Reply Mon 10 Sep, 2012 08:34 am
Sep. 10, 2012
In tight presidential race, third party candidates could play spoilers
Anna M. Tinsley | The Fort Worth Star-Telegram

Note to Mitt Romney and Barack Obama: Don't forget about 2000.

That was a year that a third-party candidate made a difference in a presidential election, when Ralph Nader drew nearly 3 million votes and helped tip the race toward then-Texas Gov. George W. Bush and away from Democratic Vice President Al Gore.

But in any close election -- as this year's presidential contest between Democratic Presidential Barack Obama and Republican presidential nominee Mitt Romney is expected to be -- political analysts warn it could happen again.

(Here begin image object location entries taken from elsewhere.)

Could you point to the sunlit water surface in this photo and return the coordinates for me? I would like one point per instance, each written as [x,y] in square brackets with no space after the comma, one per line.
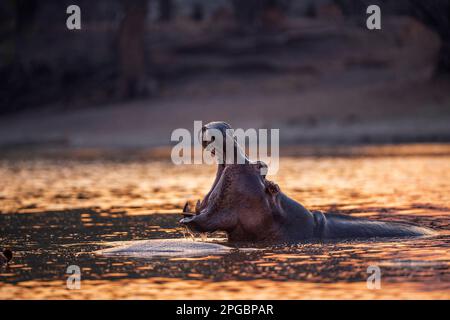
[55,213]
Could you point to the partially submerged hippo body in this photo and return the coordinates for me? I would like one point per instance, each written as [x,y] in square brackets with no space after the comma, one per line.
[248,207]
[164,248]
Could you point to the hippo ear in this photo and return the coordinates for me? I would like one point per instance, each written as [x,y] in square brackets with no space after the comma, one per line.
[272,188]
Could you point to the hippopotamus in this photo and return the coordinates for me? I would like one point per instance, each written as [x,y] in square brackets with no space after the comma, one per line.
[248,207]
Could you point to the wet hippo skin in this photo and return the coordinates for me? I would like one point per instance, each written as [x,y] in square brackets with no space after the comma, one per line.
[248,207]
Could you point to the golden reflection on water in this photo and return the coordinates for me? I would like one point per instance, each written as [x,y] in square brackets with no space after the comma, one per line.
[55,212]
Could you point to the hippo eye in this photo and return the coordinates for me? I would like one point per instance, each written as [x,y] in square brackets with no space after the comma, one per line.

"Third parties can play 'spoiler' roles ... but they do play a major role," said Allan Saxe, an associate political science professor at the University of Texas at Arlington. "The closer the election, the more influence third and other parties have."

Nader isn't on the presidential ballot this year, but Libertarian Gary Johnson and Green Party nominee Jill Stein are -- not to mention Virgil Goode, a former Virginia congressman who is expected to end up on several states' ballots as a Constitution Party presidential candidate, just not in Texas.

And that, political observers say, means anything can happen in November.

"Third parties have not influenced the outcome of presidential elections since 2000," said Lyle Brown, a professor emeritus of political science at Baylor University in Waco.

That year, many say Nader -- then a Green Party candidate -- played the spoiler, likely helping Bush win the White House.

Florida -- where Nader picked up nearly 100,000 votes and Gore lost to Bush by 537 votes -- was a deciding factor. In that razor-thin presidential race, Florida's electoral votes gave Bush the presidency.

"The votes that Ralph Nader received in several states in 2000 would have been enough to give Al Gore an electoral college victory," said Adam Schiffer, a political science professor at Texas Christian University in Fort Worth. "Had even one-fifth of Nader's voters voted for Gore instead, Florida would not have needed a recount."

Nader earlier this year said that third-party candidates play an important role in the electoral process.

"I think it's competition," he told MSNBC earlier this year. "I think it's new agendas, new ideas, that are supported by a large number by the American people.

"And I think, above all, it respects the voters by raising their expectation level," he said. "That's the history of small parties."

Texas billionaire Ross Perot, running as an independent, affected the 1992 presidential race -- which pitted then incumbent Republican President George H.W. Bush and Democratic then-Arkansas Gov. Bill Clinton.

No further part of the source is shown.